You may have heard of deep learning, or neural networks, already. These machine-learning methods are very data-hungry. If you give them enough data, they learn to make very good predictions. The problem with a lot of these models is that if you want to use them in a safety-critical context, you have to make sure they’re trustworthy. That’s what my research is about. I study how to incorporate deep learning and neural networks into statistical models that have transparency and take uncertainty into account.
There are several challenges in developing these types of methods. First is translating our knowledge of the problem into math. For example, let’s say I was given the age, body mass index (weight-to-height ratio), and a bunch of other information about a patient, and, using machine learning, I wanted to predict their blood pressure after some treatment. How can I meaningfully translate this problem into math in a way that would allow me to infer the relationship between blood pressure and the data I have about the patient? And more importantly, how can I quantify the uncertainty over this relationship; how do I know for which patents the model is trustworthy and for which it’s not?
The second challenge is computational: quantifying uncertainty requires solving a very difficult problem that even modern computers can’t solve quickly. Because of this, we end up having to make approximations that have poorly understood properties and often have unintended consequences. The goal of my research is to empower individuals to use these complex machine learning methods by making all assumptions explicit so that when something goes wrong, we can go back and revise our assumptions, and so that the approximate computation doesn’t have unintended consequences.
My dissertation focuses on two concepts. The first is “latent variables.” Latent variables are those that we haven’t observed in the data, but that we still want to incorporate into our model. For example, with blood pressure, the patient’s results could have been affected by their stress that day, but we did not collect the patient’s stress along with their other data. Modeling these variables is important for the accuracy of the model and can help us answer questions about the data.

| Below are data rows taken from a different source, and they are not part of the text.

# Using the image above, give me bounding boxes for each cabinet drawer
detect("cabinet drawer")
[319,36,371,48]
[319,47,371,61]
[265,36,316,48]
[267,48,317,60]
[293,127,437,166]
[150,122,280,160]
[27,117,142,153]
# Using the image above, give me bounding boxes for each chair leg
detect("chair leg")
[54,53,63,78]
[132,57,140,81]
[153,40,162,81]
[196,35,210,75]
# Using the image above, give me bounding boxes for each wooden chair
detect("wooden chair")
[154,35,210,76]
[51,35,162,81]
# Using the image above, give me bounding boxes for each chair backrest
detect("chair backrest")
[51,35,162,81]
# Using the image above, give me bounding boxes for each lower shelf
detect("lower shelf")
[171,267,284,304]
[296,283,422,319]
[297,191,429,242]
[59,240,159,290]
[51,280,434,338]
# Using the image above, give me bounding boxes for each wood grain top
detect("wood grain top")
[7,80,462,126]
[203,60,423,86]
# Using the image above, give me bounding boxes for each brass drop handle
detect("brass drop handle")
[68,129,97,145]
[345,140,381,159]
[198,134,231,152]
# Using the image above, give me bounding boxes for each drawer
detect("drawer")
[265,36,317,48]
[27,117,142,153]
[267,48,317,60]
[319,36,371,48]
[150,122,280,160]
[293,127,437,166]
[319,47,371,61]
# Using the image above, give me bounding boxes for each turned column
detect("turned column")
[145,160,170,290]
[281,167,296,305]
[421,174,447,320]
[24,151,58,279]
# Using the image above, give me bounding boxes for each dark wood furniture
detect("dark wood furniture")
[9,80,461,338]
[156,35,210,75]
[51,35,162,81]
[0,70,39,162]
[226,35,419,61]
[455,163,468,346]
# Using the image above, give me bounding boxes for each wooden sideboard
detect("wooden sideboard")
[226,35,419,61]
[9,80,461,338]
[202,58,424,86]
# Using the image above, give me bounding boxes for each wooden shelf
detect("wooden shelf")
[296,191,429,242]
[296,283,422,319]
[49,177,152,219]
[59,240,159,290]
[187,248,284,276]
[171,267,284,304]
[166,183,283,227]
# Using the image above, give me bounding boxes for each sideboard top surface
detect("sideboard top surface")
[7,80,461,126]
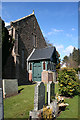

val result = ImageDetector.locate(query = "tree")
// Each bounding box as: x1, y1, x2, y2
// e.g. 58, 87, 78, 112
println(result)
2, 20, 14, 69
63, 47, 80, 68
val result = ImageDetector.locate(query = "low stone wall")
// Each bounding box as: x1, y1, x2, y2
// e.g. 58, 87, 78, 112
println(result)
2, 79, 18, 98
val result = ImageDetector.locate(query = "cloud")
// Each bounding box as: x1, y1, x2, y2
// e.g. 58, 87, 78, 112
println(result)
63, 45, 74, 56
5, 22, 10, 26
66, 34, 72, 37
72, 28, 76, 31
47, 29, 64, 35
54, 44, 64, 51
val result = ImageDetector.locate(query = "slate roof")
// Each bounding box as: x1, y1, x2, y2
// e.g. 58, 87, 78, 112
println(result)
6, 25, 11, 29
12, 10, 34, 23
29, 47, 55, 61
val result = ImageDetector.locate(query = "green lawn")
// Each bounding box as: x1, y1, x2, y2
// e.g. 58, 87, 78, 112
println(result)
4, 85, 35, 118
58, 96, 78, 118
4, 84, 78, 120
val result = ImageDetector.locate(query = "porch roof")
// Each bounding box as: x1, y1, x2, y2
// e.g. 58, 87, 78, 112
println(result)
28, 47, 56, 62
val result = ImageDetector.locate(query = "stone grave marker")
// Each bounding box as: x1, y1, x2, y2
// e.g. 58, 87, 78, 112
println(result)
50, 100, 59, 117
34, 82, 45, 111
47, 82, 55, 105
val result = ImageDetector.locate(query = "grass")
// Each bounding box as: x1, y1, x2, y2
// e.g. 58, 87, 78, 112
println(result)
4, 85, 35, 118
58, 96, 78, 118
4, 84, 78, 120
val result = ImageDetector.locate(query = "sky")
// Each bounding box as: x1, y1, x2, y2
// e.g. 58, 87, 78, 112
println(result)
2, 2, 78, 60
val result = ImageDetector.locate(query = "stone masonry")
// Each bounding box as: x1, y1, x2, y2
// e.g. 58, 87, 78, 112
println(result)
3, 12, 47, 85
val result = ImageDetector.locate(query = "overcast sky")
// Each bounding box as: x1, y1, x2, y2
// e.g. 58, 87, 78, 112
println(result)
2, 2, 78, 59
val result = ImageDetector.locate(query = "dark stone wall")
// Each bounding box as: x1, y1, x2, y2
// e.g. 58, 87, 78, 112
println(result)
3, 15, 47, 85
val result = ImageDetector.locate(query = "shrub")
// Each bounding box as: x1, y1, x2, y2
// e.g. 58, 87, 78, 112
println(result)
58, 68, 80, 96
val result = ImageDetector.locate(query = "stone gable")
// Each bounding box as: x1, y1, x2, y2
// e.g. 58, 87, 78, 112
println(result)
3, 14, 47, 84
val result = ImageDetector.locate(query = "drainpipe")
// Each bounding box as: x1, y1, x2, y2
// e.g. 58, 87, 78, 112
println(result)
27, 48, 35, 71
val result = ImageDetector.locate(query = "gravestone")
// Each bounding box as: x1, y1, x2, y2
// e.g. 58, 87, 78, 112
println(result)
47, 82, 55, 105
0, 88, 3, 120
34, 82, 45, 111
50, 100, 59, 117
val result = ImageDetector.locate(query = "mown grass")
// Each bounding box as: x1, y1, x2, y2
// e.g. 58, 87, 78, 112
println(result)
58, 95, 78, 118
4, 85, 35, 118
4, 84, 78, 120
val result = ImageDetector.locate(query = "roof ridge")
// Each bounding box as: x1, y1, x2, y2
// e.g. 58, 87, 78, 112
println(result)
12, 11, 34, 23
36, 46, 55, 50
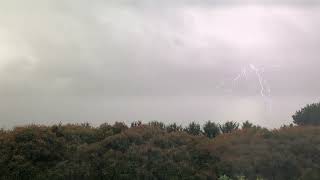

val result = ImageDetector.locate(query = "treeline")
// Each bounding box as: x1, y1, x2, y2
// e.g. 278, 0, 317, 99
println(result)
0, 103, 320, 180
0, 121, 320, 180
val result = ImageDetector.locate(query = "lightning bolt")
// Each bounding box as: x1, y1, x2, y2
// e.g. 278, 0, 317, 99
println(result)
233, 64, 272, 110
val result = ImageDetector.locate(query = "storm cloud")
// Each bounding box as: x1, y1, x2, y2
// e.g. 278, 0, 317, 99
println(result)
0, 0, 320, 127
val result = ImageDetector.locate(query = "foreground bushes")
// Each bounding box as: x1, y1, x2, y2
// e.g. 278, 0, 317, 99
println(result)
0, 122, 320, 180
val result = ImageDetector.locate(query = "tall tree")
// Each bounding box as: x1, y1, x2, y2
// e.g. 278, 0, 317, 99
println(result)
292, 103, 320, 125
220, 121, 239, 133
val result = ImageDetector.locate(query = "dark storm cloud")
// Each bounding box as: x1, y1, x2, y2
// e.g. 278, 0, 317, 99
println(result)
0, 0, 320, 126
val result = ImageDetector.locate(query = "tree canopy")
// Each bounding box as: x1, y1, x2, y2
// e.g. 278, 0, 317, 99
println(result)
292, 103, 320, 125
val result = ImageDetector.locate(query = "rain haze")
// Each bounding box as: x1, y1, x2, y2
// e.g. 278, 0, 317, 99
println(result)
0, 0, 320, 128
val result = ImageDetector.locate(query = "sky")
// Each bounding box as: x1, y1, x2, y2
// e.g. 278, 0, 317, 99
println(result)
0, 0, 320, 128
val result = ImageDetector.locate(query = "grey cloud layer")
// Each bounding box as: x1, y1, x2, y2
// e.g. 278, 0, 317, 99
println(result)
0, 0, 320, 126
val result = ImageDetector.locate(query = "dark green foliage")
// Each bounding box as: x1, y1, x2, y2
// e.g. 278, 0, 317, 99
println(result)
203, 121, 220, 138
184, 122, 202, 136
0, 121, 320, 180
292, 103, 320, 126
242, 121, 253, 129
149, 121, 166, 129
220, 121, 239, 133
166, 123, 183, 133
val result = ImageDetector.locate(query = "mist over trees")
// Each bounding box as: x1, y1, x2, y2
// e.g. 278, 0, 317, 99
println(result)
0, 104, 320, 180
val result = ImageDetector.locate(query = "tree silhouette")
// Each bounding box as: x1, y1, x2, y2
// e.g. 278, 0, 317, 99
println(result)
184, 122, 202, 136
220, 121, 239, 133
292, 103, 320, 126
203, 121, 220, 138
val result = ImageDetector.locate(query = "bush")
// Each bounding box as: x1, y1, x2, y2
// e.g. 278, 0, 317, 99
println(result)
292, 103, 320, 126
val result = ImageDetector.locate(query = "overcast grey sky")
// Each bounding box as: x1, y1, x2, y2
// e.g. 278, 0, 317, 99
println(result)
0, 0, 320, 127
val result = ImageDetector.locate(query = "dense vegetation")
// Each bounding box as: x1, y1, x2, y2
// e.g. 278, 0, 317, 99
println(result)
0, 102, 320, 180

The second concept is called “non-identifiability.” This is a big word that means that there exist multiple models that all explain your data equally well. Non-identifiability is often not something you explicitly choose to have. It arises naturally in very complex models. And alone, non-identifiability often doesn’t pose a problem: to make good predictions, any model that explains the data well will do. The problem comes when you have models with latent variables and non-identifiability. As my work shows, non-identifiability in complex latent variable models compromises the uncertainty and transparency of the models. This poses a big barrier for use.

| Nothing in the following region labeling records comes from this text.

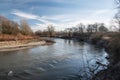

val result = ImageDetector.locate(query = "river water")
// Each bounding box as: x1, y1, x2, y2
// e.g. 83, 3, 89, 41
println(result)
0, 39, 108, 80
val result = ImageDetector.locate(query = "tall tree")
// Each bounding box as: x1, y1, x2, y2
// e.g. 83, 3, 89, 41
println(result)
114, 0, 120, 32
20, 20, 33, 35
47, 25, 55, 37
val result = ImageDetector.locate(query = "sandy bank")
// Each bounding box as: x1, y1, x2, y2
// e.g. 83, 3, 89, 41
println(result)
0, 40, 52, 52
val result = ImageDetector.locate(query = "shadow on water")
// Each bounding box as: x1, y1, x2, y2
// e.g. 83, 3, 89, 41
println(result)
0, 39, 107, 80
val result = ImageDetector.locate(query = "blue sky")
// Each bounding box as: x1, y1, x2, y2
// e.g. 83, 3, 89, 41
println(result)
0, 0, 115, 31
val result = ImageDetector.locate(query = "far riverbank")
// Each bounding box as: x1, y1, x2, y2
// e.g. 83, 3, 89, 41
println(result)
0, 39, 54, 51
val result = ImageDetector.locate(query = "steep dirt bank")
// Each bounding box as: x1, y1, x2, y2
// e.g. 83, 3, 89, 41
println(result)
90, 33, 120, 80
0, 39, 54, 51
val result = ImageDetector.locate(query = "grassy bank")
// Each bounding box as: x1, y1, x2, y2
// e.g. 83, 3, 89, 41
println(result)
90, 33, 120, 80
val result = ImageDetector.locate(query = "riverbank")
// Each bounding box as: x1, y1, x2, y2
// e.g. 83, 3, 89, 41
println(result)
90, 33, 120, 80
0, 39, 54, 51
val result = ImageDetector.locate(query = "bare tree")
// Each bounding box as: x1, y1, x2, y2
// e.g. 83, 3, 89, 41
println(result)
114, 0, 120, 32
20, 20, 33, 35
47, 25, 55, 37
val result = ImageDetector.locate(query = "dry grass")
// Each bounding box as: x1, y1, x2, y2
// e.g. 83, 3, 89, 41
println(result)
0, 34, 38, 41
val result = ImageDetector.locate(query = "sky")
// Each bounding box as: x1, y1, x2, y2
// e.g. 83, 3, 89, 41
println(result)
0, 0, 116, 31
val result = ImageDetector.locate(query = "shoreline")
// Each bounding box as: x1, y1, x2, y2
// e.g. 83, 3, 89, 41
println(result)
0, 40, 54, 52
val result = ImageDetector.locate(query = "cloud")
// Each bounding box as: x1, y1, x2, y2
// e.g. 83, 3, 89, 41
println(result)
11, 10, 54, 24
12, 10, 38, 19
12, 10, 113, 31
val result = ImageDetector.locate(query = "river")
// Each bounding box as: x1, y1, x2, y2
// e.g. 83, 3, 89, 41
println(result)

Recently, I developed a new way of inferring the relationship between variables in these complex latent variable models that is completely unaffected by non-identifiability. In preliminary experiments, I also found that my approach has several other good properties. It’s also more accurate and faster than existing methods.
Creating Community at Harvard Griffin GSAS
I’ve been fortunate to have several amazing mentors during my time at Harvard: my advisor, Finale Doshi-Velez, as well as Margo Seltzer, David Parkes, and John Girash. These mentors have supported me in research as well as in trying to build a more inclusive and supportive culture at Harvard—one that challenges what we think a PhD should look like.
For the last two years, I have taught the required first-year computer science PhD course, CS290: Seminar on Effective Research Practices & Academic Culture. I created CS290 in collaboration with Girash and Parkes to help students deconstruct academic culture—to understand in what ways is it not serving us as individuals and as researchers—and to empower students to create a culture and community where everyone feels like they belong and can thrive. We talk about a lot of things that people often don’t talk about in PhD programs, like mental health, imposter syndrome, advising relationships, and many other topics.
I’ve also had the privilege of leading a peer-to-peer support group called InTouch along with my good friend, colleague, and fellow PhD student Larissa Zhou. She is such a thoughtful and caring person who has done so much for the community here, and I feel so lucky to have gotten to work with her.